No.53 注目される重症喘息と睡眠時無呼吸症候群の併存状態


2020年4月22日

閉塞性睡眠時無呼吸症候群(OSA)は中年で肥満の男性に頻度が高い病気です。

気管支喘息は、女性に多い病気ですが、最近、OSAと気管支喘息が共存し、互いに深く関係し、悪化させることが注目されています。ここで紹介する論文[1]は、両者の関係を詳しく解説しています。以下に要点を記します。




Q.OSAと喘息の共存


  • OSAは喘息を悪化させる危険因子である。

  • 両者が合併すると喘息が悪化することがある。

 特に肥満を伴う喘息では共存が疑われる。




Q.共通し、悪化させる他のリスク?


以下は、両者にみられることが多く、しかもOSAと喘息の両方を悪化させる。

  • 鼻炎

  • 胃食道逆流症

  • 肥満

鼻閉を伴う鼻炎は喘息でしばしばみられ、OSAでは症状を悪化させる。

胃食道逆流症は、夜間睡眠中の胃液逆流により気道に入りこみ喘息を悪化させる。

胃食道逆流症は、肥満、喘息のどちらでも起こりやすい。



Q.OSAの問題点?


  • OSAでは上気道の炎症がありむくみ状態がある。また無呼吸により繰り返す低酸素血症が全身性炎症を促進させる。これは心血管に深く影響を与え高血圧、動脈硬化、不整脈の原因となる。

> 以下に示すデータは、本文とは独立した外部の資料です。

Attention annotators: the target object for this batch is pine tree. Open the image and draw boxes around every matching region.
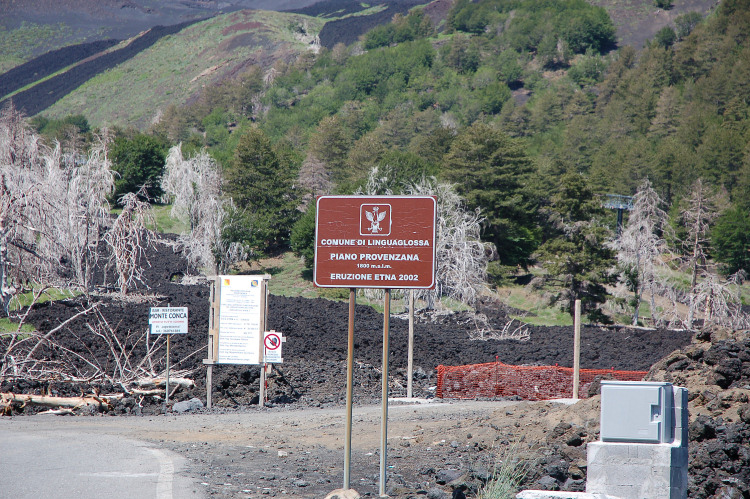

  • 睡眠中に繰り返し起こる無呼吸発作のたびに強い低酸素血症が発生するがこれが炎症を促進させる。



Q.喘息併存の問題点?


  • 喘息発作は夜間、就寝中に起こりやすい。これにOSAが加わると低酸素血症が増強する。

  • 喘息があるとOSAのリスクは2-3倍に高まることが知られている。

  • 喘息は女性に多く、肥満で悪化する。肥満はOSAの頻度を高める。




Q.鼻炎、逆流性食道炎、肥満は喘息とOSAの両方を悪化させる?


  • アレルギー性および非アレルギー性鼻炎は喘息の80-90%で併存する。

  • 鼻炎は喘息のリスク因子である。

  • アレルギー性鼻炎があるとき鼻腔の空気抵抗は夜明けに上昇する。他方、OSAでは無呼吸は早朝に起こりやすく、しかも、早朝に喘息発作が起こりやすい。

  • 逆流性食道炎は喘息、OSAの両方を悪化させる。



Q. OSAと喘息の共通点


  • 全身に影響が及ぶ炎症、呼吸運動に関する神経作用と免疫機能の相互作用の異常が問題。

  • 吸入ステロイド薬は喘息における気道炎症を改善。OSAでは炎症状態にある上気道を改善する。

成人で起こる喘息で肥満型の患者さんは悪化しやすく治療が難しいことが多くなります。

特に高齢者ではOSAが起こりやすく、夜間に強い喘息発作が起こると喘息で死亡する、喘息死の危険が高くなります。治療方針は両者を見据えて実施しなければなりません。

参考文献:

1. Prasad B.et al. Asthma and obstructive sleep apnea overlap: What has the evidence taught us?

Am J Crit Care Respir Med 2020, in press.